J'espère que Apple va vite nous l'enrichir de fonctionnalité comme le mail ou de la messagerie instantanée, un gestionnaire de notes etc


----------



## fredintosh (13 Octobre 2007)

huexley a dit:


> Pas de stockage des réseaux Wifi (la c'est la honte)

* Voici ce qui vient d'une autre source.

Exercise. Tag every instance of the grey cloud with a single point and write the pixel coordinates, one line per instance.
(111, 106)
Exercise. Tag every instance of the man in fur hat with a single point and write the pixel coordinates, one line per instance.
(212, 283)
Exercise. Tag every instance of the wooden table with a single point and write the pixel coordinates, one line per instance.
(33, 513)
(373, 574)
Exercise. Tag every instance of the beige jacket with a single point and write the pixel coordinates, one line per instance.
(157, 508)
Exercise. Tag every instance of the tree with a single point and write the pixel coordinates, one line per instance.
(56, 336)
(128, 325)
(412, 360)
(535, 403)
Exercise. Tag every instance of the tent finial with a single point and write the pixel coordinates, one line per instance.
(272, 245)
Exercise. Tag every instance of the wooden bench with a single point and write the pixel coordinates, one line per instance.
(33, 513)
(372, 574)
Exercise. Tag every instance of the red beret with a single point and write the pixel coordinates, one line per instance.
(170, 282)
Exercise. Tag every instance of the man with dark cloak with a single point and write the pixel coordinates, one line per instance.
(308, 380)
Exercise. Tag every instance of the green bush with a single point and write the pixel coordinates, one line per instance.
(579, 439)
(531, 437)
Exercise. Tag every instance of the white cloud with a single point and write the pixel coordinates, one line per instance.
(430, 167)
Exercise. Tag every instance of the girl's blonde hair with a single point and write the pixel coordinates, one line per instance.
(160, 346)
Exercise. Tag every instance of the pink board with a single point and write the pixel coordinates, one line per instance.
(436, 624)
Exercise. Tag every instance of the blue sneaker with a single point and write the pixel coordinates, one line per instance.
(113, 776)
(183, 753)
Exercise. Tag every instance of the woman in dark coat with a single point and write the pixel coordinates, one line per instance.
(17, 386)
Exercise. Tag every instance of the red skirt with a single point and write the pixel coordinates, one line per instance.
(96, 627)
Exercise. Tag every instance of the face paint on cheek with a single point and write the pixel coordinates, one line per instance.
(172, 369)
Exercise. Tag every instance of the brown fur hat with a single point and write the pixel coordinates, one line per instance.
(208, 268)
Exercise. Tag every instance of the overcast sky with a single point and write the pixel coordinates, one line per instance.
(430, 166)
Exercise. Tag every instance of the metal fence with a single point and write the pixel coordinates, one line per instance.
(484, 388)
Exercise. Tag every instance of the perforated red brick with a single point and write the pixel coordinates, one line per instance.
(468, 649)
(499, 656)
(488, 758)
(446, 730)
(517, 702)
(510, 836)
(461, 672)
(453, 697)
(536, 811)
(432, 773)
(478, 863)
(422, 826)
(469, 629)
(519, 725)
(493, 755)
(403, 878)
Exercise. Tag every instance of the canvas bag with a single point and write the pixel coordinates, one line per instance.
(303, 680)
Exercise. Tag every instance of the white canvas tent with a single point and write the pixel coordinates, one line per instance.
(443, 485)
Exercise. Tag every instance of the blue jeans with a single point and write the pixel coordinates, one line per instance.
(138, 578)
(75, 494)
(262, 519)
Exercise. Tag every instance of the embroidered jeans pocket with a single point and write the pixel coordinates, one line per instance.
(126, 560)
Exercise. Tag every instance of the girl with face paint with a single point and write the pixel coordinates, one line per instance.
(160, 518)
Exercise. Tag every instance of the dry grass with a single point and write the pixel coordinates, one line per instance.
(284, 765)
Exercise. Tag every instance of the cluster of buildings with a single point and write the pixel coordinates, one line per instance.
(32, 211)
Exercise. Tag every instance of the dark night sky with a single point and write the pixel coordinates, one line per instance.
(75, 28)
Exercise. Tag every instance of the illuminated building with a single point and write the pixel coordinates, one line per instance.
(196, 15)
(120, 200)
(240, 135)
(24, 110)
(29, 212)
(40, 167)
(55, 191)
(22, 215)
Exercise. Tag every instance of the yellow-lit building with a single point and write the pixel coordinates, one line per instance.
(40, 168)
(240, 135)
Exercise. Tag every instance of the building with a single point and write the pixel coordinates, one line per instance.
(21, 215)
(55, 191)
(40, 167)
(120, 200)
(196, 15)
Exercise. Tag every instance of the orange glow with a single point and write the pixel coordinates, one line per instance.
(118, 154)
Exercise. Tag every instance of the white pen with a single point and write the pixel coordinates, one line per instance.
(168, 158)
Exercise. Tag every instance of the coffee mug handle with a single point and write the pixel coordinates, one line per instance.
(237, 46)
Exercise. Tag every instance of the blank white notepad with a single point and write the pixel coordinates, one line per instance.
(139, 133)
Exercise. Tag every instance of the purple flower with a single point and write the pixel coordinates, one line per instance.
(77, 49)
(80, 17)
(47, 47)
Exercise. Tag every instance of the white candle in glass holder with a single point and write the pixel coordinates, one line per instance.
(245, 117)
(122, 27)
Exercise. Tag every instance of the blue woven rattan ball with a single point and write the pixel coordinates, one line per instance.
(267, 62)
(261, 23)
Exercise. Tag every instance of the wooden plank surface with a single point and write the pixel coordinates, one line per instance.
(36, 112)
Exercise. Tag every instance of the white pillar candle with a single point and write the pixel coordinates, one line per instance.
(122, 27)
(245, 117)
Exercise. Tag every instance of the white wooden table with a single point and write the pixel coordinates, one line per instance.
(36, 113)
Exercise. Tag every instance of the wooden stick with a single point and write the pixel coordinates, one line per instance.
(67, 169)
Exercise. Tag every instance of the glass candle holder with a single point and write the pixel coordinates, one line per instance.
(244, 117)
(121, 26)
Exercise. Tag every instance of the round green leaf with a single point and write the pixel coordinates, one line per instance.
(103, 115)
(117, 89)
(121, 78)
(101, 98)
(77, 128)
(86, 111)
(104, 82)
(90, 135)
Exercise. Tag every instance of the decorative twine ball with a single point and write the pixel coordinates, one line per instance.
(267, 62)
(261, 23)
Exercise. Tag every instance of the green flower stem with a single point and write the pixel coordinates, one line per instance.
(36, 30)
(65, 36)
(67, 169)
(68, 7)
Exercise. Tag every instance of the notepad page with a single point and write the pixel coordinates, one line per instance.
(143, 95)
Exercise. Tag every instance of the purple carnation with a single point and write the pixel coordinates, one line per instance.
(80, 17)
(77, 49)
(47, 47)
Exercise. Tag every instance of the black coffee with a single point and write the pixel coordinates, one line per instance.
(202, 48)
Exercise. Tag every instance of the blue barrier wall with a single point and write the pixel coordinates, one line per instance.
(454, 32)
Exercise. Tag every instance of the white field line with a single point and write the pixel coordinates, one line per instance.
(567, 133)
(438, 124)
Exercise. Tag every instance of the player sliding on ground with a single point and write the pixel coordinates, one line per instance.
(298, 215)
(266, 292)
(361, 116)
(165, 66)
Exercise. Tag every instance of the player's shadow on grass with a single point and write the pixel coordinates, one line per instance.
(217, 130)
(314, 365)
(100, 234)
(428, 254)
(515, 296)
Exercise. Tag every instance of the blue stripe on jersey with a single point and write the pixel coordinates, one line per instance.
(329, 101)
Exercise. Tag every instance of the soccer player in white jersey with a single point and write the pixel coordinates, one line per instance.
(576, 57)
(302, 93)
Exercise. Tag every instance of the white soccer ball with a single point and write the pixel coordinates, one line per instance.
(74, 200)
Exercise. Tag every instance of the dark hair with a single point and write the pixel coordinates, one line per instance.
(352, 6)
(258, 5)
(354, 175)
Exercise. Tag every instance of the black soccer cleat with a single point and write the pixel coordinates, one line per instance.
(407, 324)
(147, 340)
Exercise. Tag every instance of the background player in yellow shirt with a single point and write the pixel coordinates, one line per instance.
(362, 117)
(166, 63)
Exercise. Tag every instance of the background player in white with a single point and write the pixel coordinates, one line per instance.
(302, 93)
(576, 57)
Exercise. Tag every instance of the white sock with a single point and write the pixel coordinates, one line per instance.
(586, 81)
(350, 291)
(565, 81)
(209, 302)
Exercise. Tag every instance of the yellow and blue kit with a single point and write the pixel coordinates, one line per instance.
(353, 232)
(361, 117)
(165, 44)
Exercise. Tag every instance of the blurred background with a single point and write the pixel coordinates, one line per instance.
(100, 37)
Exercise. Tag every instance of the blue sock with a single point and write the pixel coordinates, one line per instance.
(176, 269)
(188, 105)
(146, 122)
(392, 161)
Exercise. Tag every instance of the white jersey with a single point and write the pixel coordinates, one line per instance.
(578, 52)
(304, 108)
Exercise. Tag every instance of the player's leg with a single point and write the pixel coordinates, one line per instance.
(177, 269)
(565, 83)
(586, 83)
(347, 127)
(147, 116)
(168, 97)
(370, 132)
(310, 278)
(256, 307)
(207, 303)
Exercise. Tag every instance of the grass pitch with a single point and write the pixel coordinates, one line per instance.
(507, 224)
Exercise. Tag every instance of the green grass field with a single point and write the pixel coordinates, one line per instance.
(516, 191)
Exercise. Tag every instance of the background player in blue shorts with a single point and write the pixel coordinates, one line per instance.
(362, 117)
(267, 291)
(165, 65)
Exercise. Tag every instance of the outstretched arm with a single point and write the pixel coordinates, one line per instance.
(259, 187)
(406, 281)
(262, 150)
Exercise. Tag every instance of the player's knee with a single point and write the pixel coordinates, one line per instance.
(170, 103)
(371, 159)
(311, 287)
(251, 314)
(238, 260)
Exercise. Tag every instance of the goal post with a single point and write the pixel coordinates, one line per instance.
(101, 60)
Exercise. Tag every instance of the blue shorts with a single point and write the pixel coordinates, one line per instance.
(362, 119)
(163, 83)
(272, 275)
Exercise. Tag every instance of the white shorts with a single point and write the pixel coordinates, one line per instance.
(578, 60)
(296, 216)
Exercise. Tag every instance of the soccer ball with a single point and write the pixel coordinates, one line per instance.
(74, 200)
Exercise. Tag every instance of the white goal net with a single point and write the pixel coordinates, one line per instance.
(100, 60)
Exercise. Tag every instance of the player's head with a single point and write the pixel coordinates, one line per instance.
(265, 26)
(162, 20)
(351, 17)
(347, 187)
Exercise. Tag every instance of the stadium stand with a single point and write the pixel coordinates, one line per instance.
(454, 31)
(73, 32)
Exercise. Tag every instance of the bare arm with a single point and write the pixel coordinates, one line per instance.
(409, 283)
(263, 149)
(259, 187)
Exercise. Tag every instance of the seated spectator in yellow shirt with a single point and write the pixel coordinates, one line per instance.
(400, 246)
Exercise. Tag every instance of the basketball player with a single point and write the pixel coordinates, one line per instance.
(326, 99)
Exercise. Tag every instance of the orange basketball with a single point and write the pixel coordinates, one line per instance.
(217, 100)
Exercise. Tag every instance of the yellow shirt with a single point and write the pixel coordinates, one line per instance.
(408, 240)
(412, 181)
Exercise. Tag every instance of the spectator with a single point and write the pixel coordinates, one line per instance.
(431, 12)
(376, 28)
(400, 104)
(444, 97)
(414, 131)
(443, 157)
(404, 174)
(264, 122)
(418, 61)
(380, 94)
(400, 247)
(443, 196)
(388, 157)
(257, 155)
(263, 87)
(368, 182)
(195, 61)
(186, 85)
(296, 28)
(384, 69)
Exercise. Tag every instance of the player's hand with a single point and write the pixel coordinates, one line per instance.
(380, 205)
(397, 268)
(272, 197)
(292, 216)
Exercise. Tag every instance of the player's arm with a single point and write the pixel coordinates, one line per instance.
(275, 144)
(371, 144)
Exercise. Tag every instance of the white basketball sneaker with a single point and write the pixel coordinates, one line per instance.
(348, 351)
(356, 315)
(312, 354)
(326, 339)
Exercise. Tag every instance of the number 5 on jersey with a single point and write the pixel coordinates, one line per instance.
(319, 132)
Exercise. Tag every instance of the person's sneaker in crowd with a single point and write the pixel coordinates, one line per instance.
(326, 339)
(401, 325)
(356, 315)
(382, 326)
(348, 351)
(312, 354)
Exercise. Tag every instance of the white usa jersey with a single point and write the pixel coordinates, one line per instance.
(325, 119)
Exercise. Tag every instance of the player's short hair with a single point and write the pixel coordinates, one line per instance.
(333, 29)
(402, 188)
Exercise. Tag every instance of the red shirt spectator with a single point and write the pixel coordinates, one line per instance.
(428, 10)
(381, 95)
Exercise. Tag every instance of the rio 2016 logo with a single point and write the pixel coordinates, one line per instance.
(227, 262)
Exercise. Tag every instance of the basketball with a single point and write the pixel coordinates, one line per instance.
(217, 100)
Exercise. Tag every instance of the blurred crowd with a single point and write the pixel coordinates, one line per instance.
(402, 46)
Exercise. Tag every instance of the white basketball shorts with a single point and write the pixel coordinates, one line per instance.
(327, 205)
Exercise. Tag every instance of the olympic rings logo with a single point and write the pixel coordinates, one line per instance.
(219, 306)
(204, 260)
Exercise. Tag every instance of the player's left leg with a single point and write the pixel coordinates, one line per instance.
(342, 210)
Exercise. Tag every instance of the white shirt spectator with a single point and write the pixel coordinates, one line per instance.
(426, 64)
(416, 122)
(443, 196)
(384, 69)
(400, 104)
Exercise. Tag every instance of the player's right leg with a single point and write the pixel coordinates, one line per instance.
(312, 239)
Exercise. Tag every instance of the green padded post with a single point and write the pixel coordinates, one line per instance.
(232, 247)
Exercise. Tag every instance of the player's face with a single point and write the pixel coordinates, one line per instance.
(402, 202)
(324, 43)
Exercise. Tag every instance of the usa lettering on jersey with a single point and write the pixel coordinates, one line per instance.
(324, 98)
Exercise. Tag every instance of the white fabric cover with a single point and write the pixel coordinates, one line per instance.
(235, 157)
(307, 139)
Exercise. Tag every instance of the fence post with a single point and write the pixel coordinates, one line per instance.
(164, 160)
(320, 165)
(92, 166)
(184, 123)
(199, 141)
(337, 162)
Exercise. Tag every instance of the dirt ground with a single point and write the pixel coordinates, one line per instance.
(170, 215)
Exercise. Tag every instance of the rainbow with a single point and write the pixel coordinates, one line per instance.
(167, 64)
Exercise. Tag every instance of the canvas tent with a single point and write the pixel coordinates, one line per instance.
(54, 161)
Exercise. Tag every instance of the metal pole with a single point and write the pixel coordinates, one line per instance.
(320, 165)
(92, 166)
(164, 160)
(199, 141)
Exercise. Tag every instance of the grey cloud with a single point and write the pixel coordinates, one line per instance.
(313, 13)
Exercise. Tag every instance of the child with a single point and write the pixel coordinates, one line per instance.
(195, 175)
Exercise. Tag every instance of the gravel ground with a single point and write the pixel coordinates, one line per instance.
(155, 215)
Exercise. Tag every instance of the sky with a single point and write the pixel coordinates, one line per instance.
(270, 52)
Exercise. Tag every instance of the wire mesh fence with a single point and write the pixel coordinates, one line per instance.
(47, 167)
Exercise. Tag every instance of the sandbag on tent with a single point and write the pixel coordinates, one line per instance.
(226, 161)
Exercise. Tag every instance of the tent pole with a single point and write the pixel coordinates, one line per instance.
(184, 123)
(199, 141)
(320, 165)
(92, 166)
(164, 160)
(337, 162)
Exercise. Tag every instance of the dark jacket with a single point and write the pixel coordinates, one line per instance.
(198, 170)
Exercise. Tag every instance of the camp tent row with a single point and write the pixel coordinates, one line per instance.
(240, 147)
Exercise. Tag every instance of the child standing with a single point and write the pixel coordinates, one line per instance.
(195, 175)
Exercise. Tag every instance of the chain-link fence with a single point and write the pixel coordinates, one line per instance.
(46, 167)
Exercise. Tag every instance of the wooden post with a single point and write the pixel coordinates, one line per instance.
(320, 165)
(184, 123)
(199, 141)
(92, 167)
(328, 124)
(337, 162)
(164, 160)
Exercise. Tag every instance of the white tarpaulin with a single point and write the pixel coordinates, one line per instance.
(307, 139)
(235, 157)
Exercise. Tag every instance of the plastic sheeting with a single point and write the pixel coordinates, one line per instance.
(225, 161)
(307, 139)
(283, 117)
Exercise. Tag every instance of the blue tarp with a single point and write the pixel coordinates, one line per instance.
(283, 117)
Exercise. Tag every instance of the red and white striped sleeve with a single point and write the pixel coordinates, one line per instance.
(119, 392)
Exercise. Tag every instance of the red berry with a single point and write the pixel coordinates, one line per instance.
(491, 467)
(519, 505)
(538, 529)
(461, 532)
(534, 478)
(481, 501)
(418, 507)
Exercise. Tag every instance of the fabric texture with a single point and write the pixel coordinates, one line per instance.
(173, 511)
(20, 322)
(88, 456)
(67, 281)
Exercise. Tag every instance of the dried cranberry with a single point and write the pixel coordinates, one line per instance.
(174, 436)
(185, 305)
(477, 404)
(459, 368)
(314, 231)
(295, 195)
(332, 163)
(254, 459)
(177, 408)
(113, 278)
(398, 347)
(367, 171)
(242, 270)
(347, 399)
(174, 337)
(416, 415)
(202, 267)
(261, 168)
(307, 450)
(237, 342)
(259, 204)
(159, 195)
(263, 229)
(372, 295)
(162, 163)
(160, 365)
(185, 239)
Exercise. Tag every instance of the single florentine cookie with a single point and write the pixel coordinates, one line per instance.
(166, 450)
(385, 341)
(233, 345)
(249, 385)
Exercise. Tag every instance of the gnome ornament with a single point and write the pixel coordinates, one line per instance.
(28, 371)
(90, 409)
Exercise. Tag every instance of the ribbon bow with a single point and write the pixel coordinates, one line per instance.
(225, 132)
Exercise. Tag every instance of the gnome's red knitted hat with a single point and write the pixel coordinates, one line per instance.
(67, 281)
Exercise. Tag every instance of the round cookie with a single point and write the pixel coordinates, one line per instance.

Attends, ça veut dire que t'es obligé à chaque fois de resaisir les mots de passe quand tu veux surfer sur ton réseau privé chez toi ? :mouais:


----------



## macinside (13 Octobre 2007)

huexley a dit:


> Pas de possibilité de télécharger des fichiers temporairement et de les synchroniser avec le Mac, pas de lecteur de ebook/pdf et



j'arrive a lire les petits pdf via safari


----------



## Anonyme (13 Octobre 2007)

huexley a dit:


> Pas de Wallpaper,


ben il y en a pour la page d'unlock !


huexley a dit:


> Le module Youtube c'est de la merde en branche, lent quand il veux bien y aller, pleins de videos qui ne passent pas&#8230;


Moi c'est super rapide !


----------



## macinside (13 Octobre 2007)

paulmuzellec a dit:


> ben il y en a pour la page d'unlock !
> 
> Moi c'est super rapide !



Non &#231;a rame  a tiens il n'y a pas de cedile sur le clavier du iPod touch :rateau:


----------



## huexley (13 Octobre 2007)

macinside a dit:


> j'arrive a lire les petits pdf via safari




Super, je parlais de stockage local ;-P


----------



## Anonyme (13 Octobre 2007)

Dans le test sur igeneration, ils parlent de mémorisation des réglages wifi


----------



## yvos (13 Octobre 2007)

fredintosh a dit:


> Attends, ça veut dire que t'es obligé à chaque fois de resaisir les mots de passe quand tu veux surfer sur ton réseau privé chez toi ? :mouais:



bien sur que non


----------



## fredintosh (13 Octobre 2007)

yvos a dit:


> bien sur que non



Ben alors, quel est le problème évoqué par Huexley ?


----------



## yvos (13 Octobre 2007)

fredintosh a dit:


> Ben alors, quel est le problème évoqué par Huexley ?



j'en sais rien 
j'ai rentré ma clé wep une fois pour toutes et aucun souci après.


----------



## xao85 (13 Octobre 2007)

Je l'ai vu  Le touch!!! :love::rateau:  J'ai faillit craquer mais sinon jai plus les sous pour Léopard... raaaaaa


----------



## ficelle (13 Octobre 2007)

huexley a dit:


> Pas de stockage des réseaux Wifi (la c'est la honte)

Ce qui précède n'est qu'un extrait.